InControl issue tracking page

Date: 2024-10-09
Time: Since 06:20 UTC

Issue: Devices on IC2 are falsely appearing offline

The IC2 Cloud Engineering team are looking at the issue.

We apologize for any inconvenience caused.

2 Likes

Thanks for the update. I was panicking for a bit there, but I could also see tunnels up on routers/appliances marked as offline in IC2!

The issue has been identified and resolved. Devices have been coming back online gradually since 07:22 UTC. The process will take about 60 minutes additionally.

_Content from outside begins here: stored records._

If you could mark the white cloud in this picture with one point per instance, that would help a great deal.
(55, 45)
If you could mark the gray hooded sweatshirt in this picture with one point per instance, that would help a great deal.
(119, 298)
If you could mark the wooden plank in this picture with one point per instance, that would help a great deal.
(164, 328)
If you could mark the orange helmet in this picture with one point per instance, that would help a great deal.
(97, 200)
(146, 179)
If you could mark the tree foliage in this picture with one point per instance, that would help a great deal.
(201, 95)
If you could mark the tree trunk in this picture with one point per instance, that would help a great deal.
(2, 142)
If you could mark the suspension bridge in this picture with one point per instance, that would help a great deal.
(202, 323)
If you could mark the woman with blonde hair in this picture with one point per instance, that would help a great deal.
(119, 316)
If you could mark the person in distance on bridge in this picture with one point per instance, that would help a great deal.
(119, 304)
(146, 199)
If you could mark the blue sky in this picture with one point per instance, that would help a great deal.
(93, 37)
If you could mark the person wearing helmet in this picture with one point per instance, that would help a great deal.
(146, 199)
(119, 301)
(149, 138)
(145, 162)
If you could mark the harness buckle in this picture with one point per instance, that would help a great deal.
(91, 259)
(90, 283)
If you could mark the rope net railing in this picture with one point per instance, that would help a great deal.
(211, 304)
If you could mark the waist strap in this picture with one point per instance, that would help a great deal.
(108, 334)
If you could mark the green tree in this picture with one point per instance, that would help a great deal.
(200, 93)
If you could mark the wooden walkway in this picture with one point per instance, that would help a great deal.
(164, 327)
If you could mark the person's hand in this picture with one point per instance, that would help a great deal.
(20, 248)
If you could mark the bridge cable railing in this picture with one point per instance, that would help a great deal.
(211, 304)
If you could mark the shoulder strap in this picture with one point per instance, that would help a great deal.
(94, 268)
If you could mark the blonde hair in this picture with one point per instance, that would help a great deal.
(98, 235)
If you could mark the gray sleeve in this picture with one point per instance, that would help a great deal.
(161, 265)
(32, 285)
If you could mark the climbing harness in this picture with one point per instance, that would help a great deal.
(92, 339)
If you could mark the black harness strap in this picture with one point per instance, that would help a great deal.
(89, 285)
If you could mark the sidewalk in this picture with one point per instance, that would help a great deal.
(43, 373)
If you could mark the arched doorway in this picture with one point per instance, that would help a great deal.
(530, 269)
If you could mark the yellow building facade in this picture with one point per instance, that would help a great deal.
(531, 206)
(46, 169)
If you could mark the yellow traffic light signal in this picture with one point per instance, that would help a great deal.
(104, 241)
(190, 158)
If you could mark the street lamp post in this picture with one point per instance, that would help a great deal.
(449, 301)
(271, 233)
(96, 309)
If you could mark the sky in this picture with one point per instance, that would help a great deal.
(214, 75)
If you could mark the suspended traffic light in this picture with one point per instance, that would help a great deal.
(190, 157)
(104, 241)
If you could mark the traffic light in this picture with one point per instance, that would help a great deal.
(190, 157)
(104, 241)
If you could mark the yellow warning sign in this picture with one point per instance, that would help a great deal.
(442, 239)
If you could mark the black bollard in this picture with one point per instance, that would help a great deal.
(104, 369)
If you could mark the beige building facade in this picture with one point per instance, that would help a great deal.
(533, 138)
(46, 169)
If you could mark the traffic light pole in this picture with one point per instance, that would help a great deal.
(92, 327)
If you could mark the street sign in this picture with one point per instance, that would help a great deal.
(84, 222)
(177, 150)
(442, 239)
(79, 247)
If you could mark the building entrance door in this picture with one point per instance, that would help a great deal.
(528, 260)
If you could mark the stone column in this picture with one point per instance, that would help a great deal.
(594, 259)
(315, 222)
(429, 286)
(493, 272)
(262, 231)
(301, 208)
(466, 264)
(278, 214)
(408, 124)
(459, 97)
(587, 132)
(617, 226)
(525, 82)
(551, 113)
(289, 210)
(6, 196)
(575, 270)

The root cause was that one of the memory cache servers was intermittently unresponsive. However, it didn’t trigger any monitoring alarms. We will ensure the same issue can be identified and fixed timely in the future.

9 Likes

Date: 2024-10-10
Time: Around 02:26 UTC

Issue: Devices on IC2 are falsely appearing offline

The IC2 Cloud Engineering team is looking at the issue.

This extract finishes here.